11 settembre: a Salvador Allende e alla sua lotta per la vita
Trascorsi 45 anni da quel 11 settembre e dopo che, ovviamente, è successo di tutto, mi piace ricordare Allende come un uomo normale capace di dirigere un processo di costruzione di qualcosa di profondamente innovativo e ancora non replicato.
Si trattava di costruire il socialismo recuperando un concetto che la sinistra aveva regalato stupidamente ai suoi avversari: la democrazia.
Coerente fino alla fine, in questo tentativo ci lasciò le penne.

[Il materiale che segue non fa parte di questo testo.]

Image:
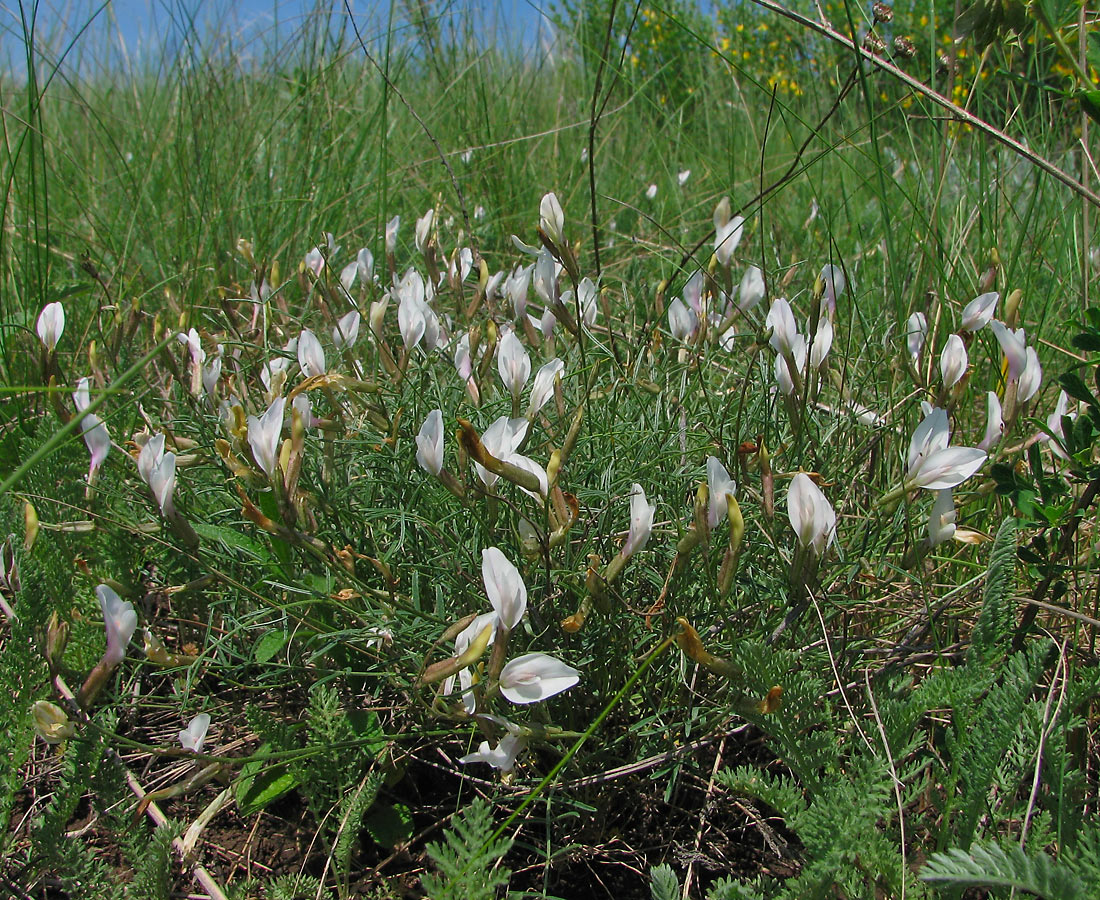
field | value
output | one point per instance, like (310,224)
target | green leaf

Era, quindi, anzitutto un uomo coerente. Forse, allora, non era poi così normale.
Per la sinistra sinistra di allora era solo un riformista. Basterà rileggere quanto ne scriveva Rossana Rossanda sul Manifesto.
Per la sinistra allora sedicente comunista, era un socialdemocratico estremista e non di rado utopista. Strana concezione di cui ancora non capisco il senso. Basterà leggere quanto ne scriveva Rinascita.
Per noi, era banalmente “il compagno presidente”. Tale è rimasto. Coi suoi difetti e virtù.
Con lui se ne sono andati molti amici e compagni. Con lui se ne andò un progetto che reputo più che mai attuale. E non era quello del compromesso storico.
Lo ricordo come un amico più grande, con rimpianto e affetto.
Quando è morto, aveva poco meno di 64 anni. In teoria, avrebbe potuto provare a fare il girovago in mostra per il mondo.
Nella pratica non gli sarebbe mai stato permesso. Doveva morire e il suo progetto doveva essere sradicato.
L’annientamento fisico della sinistra cilena non fu un eccesso. Era la premessa per riallineare il continente.
Col segno del dopo direi che è stata la premessa del reaganismo e del neoliberismo successivo. Ovviamente, non solo nel Cile e nell’America Latina.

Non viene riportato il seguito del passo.